Participants and procedure:
The current study included a community-based sample of 1,205 participants who had been diagnosed with fibromyalgia according to the American College of Rheumatology criteria. Participants were categorized into four age groups (30-39, 40-49, 50-59 and 60-90). Binary logistic regression was used to analyze whether there were differences between the youngest patients (30-39) and the older patients (40-49, 50-59 and 60-90) in the prediction of each variable (i.e., fatigue, impact, stress and memory deficits).

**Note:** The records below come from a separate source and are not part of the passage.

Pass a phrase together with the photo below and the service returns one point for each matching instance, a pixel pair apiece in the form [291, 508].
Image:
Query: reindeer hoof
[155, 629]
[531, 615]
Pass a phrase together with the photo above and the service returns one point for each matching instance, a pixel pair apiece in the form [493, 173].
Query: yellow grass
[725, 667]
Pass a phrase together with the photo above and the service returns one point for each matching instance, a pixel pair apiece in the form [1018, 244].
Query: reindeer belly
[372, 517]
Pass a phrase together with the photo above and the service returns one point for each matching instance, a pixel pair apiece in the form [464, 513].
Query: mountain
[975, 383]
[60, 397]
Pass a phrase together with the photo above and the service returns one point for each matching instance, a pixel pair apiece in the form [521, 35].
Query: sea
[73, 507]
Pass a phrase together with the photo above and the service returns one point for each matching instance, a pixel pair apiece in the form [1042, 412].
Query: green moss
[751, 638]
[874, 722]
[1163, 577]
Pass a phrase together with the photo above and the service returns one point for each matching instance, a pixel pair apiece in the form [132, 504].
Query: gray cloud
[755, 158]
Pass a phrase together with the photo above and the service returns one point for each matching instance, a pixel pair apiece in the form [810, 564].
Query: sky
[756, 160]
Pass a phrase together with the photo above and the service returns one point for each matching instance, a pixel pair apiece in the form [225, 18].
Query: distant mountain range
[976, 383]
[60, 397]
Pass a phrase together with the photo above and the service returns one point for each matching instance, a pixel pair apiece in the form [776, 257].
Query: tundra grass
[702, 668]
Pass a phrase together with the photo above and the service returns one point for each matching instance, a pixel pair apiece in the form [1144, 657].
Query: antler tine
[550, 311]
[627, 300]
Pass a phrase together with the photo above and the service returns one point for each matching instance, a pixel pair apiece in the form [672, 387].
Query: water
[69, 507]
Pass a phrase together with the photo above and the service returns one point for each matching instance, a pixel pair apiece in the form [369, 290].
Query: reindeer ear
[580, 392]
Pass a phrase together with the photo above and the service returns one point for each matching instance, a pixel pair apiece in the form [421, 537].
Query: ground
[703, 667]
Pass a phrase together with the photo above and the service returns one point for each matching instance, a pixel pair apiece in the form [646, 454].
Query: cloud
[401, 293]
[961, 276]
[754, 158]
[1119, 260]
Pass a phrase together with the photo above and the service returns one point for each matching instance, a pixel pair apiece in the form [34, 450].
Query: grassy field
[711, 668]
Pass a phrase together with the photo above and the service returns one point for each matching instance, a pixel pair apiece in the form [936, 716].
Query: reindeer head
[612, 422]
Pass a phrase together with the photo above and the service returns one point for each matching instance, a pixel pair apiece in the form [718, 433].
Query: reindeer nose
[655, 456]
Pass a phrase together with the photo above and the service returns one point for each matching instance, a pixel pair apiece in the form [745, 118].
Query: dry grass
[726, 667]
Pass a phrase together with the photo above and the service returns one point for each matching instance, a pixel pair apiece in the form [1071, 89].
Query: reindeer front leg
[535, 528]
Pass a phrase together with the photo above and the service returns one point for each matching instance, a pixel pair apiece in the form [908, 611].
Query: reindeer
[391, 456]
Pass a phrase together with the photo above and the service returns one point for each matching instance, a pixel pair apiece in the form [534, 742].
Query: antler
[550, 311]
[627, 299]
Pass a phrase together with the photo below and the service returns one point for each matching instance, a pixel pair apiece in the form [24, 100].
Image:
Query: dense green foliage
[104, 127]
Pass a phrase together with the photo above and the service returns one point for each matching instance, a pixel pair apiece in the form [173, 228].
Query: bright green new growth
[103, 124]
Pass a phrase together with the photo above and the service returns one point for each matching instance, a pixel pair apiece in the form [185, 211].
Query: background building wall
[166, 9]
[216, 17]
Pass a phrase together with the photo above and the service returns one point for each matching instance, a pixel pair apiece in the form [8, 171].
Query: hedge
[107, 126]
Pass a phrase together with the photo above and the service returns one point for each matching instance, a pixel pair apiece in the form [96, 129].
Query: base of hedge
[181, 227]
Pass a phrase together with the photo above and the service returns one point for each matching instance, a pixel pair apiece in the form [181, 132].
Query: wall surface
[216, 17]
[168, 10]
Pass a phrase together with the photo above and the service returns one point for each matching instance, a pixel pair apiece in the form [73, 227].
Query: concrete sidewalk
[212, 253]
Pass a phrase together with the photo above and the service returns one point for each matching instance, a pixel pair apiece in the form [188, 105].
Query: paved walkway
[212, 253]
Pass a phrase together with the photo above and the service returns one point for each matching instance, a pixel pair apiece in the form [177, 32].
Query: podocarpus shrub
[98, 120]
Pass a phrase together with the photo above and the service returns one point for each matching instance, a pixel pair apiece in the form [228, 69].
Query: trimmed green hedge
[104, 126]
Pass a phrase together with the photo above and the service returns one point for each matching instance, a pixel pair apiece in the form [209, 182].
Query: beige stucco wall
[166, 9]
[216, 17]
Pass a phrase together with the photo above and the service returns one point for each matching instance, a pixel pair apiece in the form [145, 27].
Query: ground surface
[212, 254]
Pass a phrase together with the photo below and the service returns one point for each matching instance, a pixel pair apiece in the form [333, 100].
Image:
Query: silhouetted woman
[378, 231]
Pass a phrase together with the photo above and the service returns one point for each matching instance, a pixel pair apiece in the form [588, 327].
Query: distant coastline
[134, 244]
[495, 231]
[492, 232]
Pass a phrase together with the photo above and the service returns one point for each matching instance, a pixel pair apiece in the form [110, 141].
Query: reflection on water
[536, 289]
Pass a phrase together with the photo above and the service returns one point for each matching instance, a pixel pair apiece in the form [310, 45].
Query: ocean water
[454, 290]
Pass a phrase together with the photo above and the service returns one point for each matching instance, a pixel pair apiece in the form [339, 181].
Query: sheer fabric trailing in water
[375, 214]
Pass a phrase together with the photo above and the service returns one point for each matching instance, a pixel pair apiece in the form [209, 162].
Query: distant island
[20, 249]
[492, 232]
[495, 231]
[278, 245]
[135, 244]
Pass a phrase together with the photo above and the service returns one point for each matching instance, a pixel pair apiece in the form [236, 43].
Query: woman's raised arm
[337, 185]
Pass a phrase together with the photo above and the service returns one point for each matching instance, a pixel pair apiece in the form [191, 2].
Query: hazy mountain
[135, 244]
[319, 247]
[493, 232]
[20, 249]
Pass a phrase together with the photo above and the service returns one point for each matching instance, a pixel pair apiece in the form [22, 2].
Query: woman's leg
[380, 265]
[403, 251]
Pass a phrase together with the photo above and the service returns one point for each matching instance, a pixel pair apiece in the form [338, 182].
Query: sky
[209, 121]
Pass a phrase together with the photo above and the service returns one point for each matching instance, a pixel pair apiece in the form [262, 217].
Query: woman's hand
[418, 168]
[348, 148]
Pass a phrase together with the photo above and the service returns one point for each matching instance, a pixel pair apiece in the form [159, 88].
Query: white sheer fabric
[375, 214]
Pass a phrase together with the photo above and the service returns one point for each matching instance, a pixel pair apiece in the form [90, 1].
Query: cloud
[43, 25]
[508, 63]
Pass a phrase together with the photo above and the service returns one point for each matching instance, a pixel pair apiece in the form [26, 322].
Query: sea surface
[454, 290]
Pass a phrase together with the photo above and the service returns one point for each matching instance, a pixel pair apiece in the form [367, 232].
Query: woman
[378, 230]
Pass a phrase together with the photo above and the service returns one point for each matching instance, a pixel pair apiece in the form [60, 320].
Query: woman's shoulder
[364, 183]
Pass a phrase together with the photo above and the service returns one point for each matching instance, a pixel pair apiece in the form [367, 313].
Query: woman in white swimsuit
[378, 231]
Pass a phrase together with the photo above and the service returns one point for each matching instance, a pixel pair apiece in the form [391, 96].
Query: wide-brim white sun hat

When the youngest patients’ scores were compared with the older patients’ scores, there was at least one significant result for each dependent variable (i.e., fatigue, impact, perceived stress and everyday memory). The youngest patients reported more fatigue than the 50-59 age group and a greater impact than both the 40-49 and 50-59 age groups; furthermore, they exhibited lower everyday memory function than the 40-49 and 50-59 age groups. However, the youngest patients reported less perceived stress than the elderly patients (60-90).

The current findings suggest that the youngest patients generally report having more symptoms than older patients in terms of fibromyalgia. There have been a limited number of studies examining symptom expressions in different age groups. Further research should clarify the differences in expression of symptoms between age groups by investigating coping skills and illness perceptions in fibromyalgia.